Sensibles à la philosophie coopérative du réseau, ils réfléchissent donc ensemble à la manière de créer une synergie locale autour de ce projet en constituant un réseau ouvert d'associations : non pas une fédération du quartier pour développer l'Internet, ou une structure trop formelle liant ces acteurs associatifs les uns aux autres de manière trop lourde ou rigide mais une organisation informelle pour donner lieu à des participations réciproques aux événements " découverte de l'Internet " que chacun organise, et pour échanger via Internet des informations sur la vie du quartier. Dans ce cas et si aucun des acteurs du quartier n'a un poids susceptible de déséquilibrer le réseau, une " association de gestion du réseau " est constituée par les participants fondateurs du réseau pour recueillir des subventions et employer un " animateur de réseau " à plein temps : il coordonne les différentes activités, fait connaître les opportunités de financement des activités de chaque acteur, fait connaître les différents projets et le réseau en tant que tel, et met en relation les acteurs entre eux lorsqu'une opportunité d'échange réciproque de services apparaît. Chacun gère donc son lieu d'activités Internet avec ses propres moyens, chacun crée son site Web de manière indépendante. Certaines pages sont toutefois réalisées en commun et présentent l'ensemble des initiatives " au nom du réseau d'associations du quartier ", en renvoyant sur les sites respectifs des participants. Il n'y pas véritablement de membres et de non-membres du réseau, le fait d'être ou non inclus dans le réseau correspond à l'échange effectif de bons procédés avec une ou plusieurs associations du réseau.

Ainsi l'émergence d'un réseau d'associations autonomes offrant de manière coordonnée l'accès aux NTIC garantit la possibilité pour chaque habitant de trouver dans les modalités qui lui sont les plus adaptées le cadre qui lui convient pour découvrir et exploiter les ressources en terme de services que peut lui offrir l'Internet. C'est donc l'organisation en réseau qui permet de réunir les conditions d'appropriabilité de l'Internet souhaitées.

II.2 ACCOMPAGNEMENT DE PROJETS ET LIEU RESSOURCE

Dans le cas d'un quartier excentré, au sein d'une agglomération moyenne de banlieue, comme c'est plus souvent le cas, l'antagonisme peut être résolu par une collaboration formalisée dans le cadre d'une convention ou d'une coordination assurée par un chef de projet de développement social urbain ayant ou non fait appel à un médiateur extérieur au quartier.
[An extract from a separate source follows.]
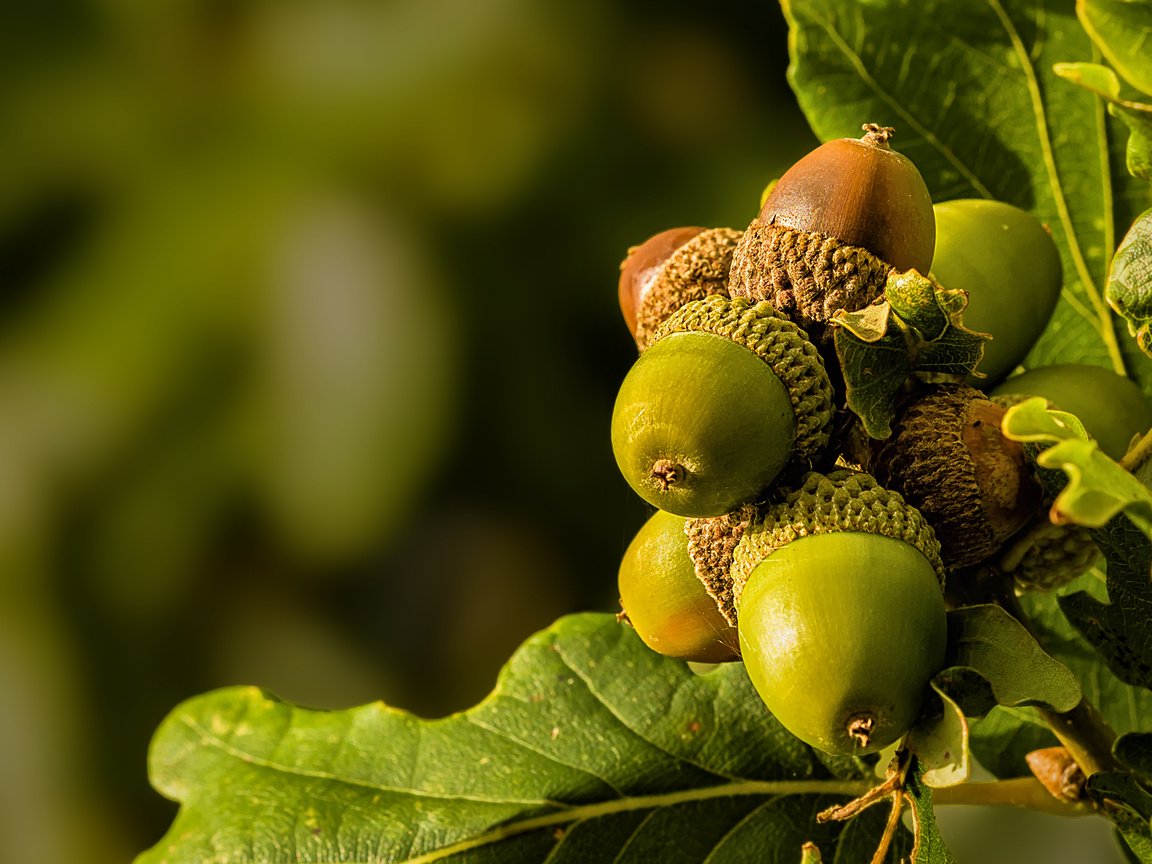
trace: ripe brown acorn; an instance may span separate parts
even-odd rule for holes
[[[642,351],[657,327],[692,300],[728,294],[728,270],[741,233],[668,228],[628,250],[620,265],[620,311]]]
[[[985,560],[1043,506],[1023,446],[1000,432],[1003,414],[968,385],[929,387],[867,460],[884,486],[924,514],[949,569]]]
[[[874,123],[820,145],[789,168],[733,253],[734,297],[767,300],[826,339],[838,309],[863,309],[895,270],[927,273],[932,198],[916,166]]]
La structure relais est alors conçue comme lieu d'accueil pour porteurs de projets habitant le quartier. C'est un lieu neutre, ouvert et en attente des demandes. L'action de la petite association d'habitants est conçue comme action d'identification d'embryons de projets ou de micro-initiatives à valoriser, comme provocateurs ou accoucheurs de projets d'habitants. C'est une association de terrain qui agit pour identifier les besoins d'utilisation de l'Internet et donc susciter activement la demande en partant des besoins d'individus exclus des dispositifs d'animation locale classiques mais susceptible d'en bénéficier s'il est possible de leur faire formuler un projet.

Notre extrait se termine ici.